A 7-billion parameter local model with proper retrieval grounding outperforms a 70-billion parameter model answering from memory for most enterprise knowledge tasks. Accuracy and cost savings point in the same architectural direction: smaller, grounded, cited — rather than larger, ungrounded, and trusted on faith.

The Deployments That Survived

Organizations that deployed AI document analysis in 2022 without grounding controls are quietly retiring those systems now, after discovering error rates that weren't visible in early use. The deployments that survived — and expanded into more sophisticated use cases — are the ones where the architecture included source citation and confidence thresholds from day one.

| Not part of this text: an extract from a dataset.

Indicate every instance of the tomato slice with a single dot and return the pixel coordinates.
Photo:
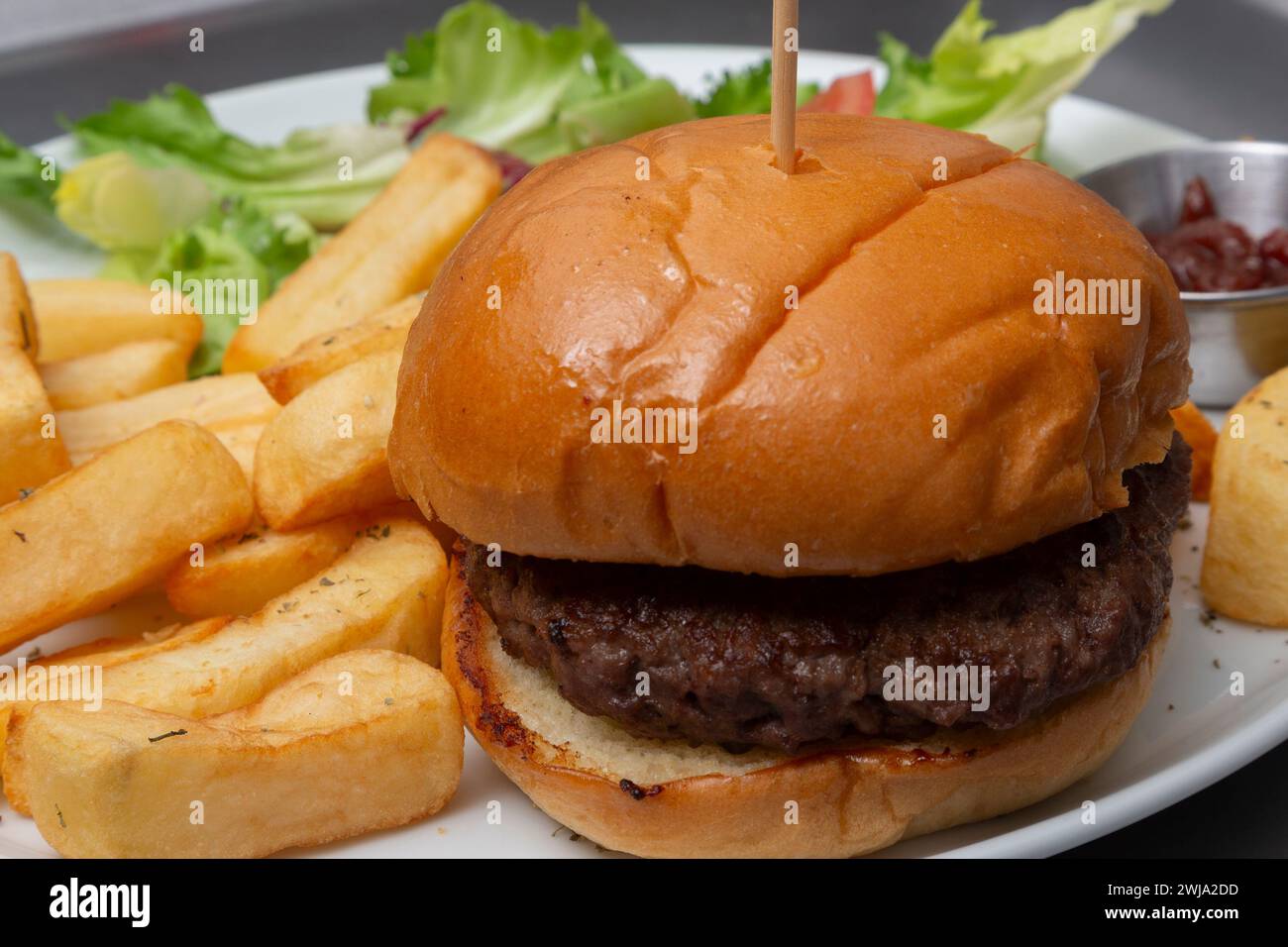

Compliance teams that trust every AI-generated regulatory summary cites its exact source use AI for real regulatory analysis — not just drafting emails. Legal teams that can trace every AI contract review to specific document passages use AI for substantive legal work — not just formatting. Financial teams that can link every AI analysis to specific figures in specific reports use AI for investment-grade work — not just summaries.

Grounded AI earns organizational trust that ungrounded AI can't sustain. The question for most organizations isn't whether to add hallucination controls — it's whether to add them now or after the first incident that makes the gap visible. The architecture exists. The implementation is ready. The only variable is timing.